2022: Oral Exam
How do you interpret the confidence interval around a statistic?
--A CI allows us to express the degree of certainty that we have in our statistic, by using a range within which the population mean likely falls. Asking the question of, "given the data that I have, from sampling the population a large number of times, what values are likely". For example, if looking at a 95% confidence interval, we can say that if we replicated the experiment over and over again and computed a 95% confidence interval for each replication, then 95% of those intervals would contain the true mean of the population OR "We have good reason to believe the true mean lies in this interval because 95% of the time such intervals contain the true mean" Any value not within that CI, is statistically different.
What is statistical power?
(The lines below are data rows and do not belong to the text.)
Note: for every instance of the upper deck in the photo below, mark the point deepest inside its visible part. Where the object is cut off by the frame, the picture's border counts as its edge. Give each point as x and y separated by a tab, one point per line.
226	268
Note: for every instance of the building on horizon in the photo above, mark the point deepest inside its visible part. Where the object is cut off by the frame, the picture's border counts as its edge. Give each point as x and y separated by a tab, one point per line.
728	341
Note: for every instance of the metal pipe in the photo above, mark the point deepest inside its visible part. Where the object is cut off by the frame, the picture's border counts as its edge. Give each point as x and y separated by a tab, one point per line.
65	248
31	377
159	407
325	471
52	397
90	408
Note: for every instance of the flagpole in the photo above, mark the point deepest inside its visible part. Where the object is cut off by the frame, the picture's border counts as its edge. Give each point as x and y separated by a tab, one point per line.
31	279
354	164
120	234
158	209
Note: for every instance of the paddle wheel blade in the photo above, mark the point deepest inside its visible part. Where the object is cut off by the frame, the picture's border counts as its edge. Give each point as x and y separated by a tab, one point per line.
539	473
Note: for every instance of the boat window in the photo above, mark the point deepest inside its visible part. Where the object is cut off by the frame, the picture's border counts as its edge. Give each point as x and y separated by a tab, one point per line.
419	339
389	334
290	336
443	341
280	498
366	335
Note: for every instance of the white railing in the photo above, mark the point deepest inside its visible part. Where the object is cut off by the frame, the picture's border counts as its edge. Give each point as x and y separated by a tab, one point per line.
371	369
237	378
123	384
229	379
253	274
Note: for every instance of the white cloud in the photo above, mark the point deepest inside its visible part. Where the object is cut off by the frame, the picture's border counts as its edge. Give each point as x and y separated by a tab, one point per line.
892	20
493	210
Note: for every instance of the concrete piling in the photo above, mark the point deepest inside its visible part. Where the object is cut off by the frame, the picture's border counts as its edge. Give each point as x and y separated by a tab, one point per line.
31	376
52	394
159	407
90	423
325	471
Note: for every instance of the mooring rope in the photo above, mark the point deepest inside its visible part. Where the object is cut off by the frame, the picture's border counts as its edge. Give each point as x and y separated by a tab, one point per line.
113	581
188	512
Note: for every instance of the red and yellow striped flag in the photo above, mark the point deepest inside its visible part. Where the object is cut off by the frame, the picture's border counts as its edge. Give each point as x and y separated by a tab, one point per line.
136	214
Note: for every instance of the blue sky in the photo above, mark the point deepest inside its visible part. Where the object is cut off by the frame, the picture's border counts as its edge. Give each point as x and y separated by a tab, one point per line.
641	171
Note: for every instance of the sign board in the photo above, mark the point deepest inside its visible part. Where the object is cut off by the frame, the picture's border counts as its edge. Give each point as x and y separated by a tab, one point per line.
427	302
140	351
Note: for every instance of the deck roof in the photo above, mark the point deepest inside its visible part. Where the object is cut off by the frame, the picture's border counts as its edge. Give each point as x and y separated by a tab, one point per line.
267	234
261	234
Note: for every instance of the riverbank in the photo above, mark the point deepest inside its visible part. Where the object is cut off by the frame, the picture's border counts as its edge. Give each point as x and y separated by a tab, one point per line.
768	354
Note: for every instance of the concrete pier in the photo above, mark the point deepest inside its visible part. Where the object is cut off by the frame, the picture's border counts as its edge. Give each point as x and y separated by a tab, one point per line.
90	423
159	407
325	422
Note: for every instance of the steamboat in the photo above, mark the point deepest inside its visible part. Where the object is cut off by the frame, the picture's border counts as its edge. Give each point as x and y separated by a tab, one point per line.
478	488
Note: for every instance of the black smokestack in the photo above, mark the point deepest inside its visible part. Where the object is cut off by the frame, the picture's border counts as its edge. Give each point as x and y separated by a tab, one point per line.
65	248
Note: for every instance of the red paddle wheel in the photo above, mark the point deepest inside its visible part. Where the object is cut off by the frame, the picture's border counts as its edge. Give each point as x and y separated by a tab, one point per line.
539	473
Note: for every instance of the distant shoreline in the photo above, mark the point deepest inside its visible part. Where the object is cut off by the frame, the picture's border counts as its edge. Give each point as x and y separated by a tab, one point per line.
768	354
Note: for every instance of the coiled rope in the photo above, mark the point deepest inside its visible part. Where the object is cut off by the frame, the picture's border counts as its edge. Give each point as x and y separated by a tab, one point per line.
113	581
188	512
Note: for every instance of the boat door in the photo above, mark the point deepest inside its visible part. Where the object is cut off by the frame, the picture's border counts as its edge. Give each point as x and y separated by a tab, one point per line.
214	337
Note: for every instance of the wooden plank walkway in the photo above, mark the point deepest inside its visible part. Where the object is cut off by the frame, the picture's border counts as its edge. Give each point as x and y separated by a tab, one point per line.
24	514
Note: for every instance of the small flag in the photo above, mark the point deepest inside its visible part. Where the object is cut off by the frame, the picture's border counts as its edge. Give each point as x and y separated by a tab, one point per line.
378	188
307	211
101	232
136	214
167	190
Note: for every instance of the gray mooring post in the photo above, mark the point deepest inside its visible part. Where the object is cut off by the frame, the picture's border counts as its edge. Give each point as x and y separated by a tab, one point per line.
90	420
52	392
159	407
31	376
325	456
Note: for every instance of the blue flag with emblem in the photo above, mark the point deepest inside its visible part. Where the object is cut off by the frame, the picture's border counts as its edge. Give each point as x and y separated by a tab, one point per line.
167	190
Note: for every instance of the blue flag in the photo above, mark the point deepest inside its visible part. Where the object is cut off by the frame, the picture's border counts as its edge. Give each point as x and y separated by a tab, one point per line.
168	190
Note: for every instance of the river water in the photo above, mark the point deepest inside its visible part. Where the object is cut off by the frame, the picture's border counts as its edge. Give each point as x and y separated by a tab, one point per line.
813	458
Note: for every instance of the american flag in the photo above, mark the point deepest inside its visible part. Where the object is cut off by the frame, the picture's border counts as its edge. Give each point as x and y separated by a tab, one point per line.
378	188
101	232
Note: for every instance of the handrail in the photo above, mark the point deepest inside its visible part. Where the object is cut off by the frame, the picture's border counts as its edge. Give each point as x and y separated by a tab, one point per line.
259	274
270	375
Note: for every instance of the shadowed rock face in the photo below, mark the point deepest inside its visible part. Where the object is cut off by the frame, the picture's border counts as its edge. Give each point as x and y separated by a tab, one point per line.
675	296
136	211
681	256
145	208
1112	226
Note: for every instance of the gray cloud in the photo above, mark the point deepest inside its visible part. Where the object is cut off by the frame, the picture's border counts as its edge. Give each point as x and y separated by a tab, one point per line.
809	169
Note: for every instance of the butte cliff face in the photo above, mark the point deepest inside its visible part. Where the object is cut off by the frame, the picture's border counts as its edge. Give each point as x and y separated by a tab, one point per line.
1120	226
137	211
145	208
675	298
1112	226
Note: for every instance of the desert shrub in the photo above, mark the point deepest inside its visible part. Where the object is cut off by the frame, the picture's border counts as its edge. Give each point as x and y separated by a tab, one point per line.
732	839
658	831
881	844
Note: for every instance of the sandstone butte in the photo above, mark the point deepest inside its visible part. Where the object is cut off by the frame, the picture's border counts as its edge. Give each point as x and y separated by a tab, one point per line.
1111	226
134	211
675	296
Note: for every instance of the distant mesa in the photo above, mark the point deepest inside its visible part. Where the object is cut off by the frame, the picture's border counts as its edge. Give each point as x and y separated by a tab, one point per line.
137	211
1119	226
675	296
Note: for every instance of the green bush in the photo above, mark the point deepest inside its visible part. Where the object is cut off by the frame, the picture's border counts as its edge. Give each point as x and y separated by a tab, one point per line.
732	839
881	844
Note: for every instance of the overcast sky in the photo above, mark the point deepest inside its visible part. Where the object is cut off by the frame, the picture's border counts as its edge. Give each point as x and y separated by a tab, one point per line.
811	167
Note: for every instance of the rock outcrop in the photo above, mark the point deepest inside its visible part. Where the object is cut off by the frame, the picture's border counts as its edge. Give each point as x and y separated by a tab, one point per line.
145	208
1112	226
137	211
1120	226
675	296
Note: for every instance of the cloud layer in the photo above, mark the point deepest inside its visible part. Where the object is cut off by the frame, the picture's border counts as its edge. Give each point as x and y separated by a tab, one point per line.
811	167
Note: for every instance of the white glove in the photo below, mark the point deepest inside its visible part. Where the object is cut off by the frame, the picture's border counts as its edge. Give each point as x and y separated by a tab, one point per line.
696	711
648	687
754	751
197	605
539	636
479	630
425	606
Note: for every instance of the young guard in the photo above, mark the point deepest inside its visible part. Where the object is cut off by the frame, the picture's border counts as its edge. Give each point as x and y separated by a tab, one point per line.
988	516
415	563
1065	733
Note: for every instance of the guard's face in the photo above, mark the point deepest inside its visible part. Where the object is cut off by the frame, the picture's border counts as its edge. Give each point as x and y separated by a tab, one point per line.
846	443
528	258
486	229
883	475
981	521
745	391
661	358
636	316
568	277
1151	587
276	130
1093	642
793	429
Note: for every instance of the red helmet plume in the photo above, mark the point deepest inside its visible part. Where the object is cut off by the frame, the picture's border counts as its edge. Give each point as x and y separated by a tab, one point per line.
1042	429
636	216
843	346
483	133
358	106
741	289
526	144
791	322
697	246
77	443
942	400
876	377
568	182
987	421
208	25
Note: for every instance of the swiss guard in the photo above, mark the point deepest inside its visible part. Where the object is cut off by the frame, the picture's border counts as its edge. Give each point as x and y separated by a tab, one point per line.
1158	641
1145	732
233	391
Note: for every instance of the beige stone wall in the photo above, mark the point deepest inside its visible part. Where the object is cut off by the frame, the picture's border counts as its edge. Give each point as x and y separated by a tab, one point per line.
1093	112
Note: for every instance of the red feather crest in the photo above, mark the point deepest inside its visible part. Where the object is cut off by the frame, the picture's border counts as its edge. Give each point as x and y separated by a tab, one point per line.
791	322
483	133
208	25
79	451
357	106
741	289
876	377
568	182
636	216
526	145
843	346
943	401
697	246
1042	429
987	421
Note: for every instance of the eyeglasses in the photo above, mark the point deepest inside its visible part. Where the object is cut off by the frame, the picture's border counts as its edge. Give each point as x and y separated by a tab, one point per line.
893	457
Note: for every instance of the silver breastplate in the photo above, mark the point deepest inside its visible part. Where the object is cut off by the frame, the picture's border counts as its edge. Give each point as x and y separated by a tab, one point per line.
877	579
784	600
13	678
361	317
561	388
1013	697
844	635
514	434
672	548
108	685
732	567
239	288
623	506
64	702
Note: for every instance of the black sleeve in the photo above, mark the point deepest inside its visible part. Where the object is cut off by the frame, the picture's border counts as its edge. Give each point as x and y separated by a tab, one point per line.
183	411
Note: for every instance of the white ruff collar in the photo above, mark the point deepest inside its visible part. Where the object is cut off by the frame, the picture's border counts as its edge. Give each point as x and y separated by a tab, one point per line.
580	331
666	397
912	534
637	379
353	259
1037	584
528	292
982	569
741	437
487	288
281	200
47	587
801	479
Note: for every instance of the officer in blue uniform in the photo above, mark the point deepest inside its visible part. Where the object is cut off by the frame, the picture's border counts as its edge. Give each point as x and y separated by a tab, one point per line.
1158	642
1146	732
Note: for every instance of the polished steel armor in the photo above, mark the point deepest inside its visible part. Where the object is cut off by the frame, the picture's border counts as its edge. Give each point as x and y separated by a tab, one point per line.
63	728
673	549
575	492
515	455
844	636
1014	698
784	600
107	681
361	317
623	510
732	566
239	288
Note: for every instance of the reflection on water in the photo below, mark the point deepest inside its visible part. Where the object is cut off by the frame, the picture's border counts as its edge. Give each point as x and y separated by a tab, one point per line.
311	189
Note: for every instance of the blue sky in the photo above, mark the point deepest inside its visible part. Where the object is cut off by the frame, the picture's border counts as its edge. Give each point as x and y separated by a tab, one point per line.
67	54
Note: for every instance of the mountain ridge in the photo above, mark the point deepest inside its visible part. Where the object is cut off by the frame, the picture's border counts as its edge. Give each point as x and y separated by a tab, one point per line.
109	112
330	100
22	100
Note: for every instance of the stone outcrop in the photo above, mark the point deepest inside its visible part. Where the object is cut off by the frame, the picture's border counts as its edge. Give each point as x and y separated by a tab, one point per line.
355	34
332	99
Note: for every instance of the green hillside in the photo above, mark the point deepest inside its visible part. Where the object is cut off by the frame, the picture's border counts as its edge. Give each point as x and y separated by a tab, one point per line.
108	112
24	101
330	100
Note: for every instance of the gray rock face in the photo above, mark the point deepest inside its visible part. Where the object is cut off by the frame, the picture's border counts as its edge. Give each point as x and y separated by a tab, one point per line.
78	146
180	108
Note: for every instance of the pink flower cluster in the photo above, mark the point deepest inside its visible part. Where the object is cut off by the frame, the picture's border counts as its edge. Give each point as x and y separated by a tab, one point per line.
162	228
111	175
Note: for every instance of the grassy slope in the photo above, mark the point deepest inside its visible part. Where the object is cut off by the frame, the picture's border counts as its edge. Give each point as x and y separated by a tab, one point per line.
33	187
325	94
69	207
How can we increase it?
--Power is 1-B, where B is Type II error. --Statistical power is your ability to accurately detect an effect (Or the probability of correctly rejecting a false null hypothesis; when we have support for the alternative hypothesis). There are several ways to increase power: i. Increasing mean (i.e., look at larger effect sizes, increasing signal) ii. Decrease the critical value (i.e., setting a more lenient alpha) iii. Increasing sample size (increasing signal) iv. Reducing SD, by reducing noise
Describe the process of conducting null hypothesis significance testing.
1. Define H0 (opposite of what we expect to be true) and H1 (we have determined significance and rejected the null). 2. Choose your α level (value at which p is statistically significant, the value at which you are comfortable making a type I error, often times 0.05). 3. Collect data. 4. Define your sampling distribution using your null hypothesis and either the knowns about the population or estimates of the population from your sample. 5. Calculate the probability of your data or more extreme under the null. (To get this probability, you'll need to calculate some kind of test statistic. such as a z, t, or chi sq.) 6. Compare your probability (p-value) to your α level and decide whether your data are "statistically significant" (reject the null) or not (fail to reject the null).
What are null and alternative hypotheses?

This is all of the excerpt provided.